Okus, from Drogheda’s self-titled release strikes the system like war. It leaves an aftertaste of terror and destruction, reminiscent of tales only read about that detail the Mongol invasions of the 13th century. With songs that punish with the same violence, terror, and destruction brought during a time of overrule and panic, Okus have produced an album that is unforgettable and crushing. Playing crusty doom filled death metal that weaves into an eerie dark tunnel tinged with high speeds of d-beat hardcore, punk, and grind, this is a band new on the map but one destined for takeover.

The first track on the album ‘Blood and Oil’ opens with drums that are almost tribal in nature.

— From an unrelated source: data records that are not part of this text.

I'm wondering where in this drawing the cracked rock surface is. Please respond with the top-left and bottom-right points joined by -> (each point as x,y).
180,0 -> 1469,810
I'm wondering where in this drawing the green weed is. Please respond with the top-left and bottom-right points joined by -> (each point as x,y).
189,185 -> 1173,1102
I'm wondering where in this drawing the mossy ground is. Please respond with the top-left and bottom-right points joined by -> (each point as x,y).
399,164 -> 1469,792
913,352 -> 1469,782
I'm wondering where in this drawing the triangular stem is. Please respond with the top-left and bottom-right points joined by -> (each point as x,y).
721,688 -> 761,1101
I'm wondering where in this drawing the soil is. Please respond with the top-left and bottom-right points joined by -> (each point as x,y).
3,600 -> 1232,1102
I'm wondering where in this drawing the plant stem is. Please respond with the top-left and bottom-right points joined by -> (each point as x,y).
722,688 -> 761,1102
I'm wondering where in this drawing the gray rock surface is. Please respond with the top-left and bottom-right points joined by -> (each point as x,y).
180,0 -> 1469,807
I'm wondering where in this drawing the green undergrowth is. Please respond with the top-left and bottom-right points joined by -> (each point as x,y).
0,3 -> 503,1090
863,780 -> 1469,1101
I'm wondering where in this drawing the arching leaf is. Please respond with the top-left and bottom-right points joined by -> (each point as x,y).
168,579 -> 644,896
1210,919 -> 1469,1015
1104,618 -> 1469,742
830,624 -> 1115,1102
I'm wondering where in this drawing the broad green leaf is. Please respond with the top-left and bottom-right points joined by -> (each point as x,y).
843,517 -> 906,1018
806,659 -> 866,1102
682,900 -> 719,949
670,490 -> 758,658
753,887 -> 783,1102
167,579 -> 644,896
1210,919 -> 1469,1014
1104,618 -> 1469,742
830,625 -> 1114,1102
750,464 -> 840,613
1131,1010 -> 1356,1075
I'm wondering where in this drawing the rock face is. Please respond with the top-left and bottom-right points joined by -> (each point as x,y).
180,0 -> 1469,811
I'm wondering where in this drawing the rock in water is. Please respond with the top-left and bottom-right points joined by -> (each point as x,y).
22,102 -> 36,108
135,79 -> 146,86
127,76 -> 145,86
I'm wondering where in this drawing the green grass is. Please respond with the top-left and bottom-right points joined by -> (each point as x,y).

The vocals punish with filthiness, you feel the track hit you right in the sternum as it sets the stones in cement one by one. The track continues to bleed at a slow drip until it detonates half way through, exploding into a fusion of hardcore and grind that’ll make you want to reach into your head and rip into your own flesh. You feel the anger as lyrics are spewed out and onto the ground, like spit from an angry tyrant.

 

 

‘Light Obscene’ is one of the heaviest hitting tracks on the album. A song that is so pissed off and ugly that it’s beautiful, it’ll chastise with a crushing blow. Full of politically motivated undertones, the droll and doom-ridden beginning will almost begin to fool you right before an explosion of fury (that is oh so catchy) attacks your system, broad siding you with borderline primordial sounding reverberations.

The track ‘Jackyl’ (another memorable track) has a sound that conjures up scenes of being trapped in a run down mental ward. Like being a spectator to a run down 19th century English institution. As the song plays on you can almost see people experiencing active psychosis, rocking back and forth, tearing out their hair, and losing their minds. Reminiscent of Victims, this song will corner you, take you as a prisoner in your own mind, and leave you for dead.

‘Burn It To The Ground’ draws the album to its end, a good choice for a closer. The tracks fast paced ferocity makes no apologies and leaves the listener bloody and exhausted.  The best part about the whole album is that although it consumes with its ugliness and waste, it doesn’t leave you sorry for the residual throbbing pain you experienced; a consolation prize that’ll leave a mark. Buy this record. Let it throw you into battle with yourself.

The Okus S/T was released on Underground Movement on June 22nd.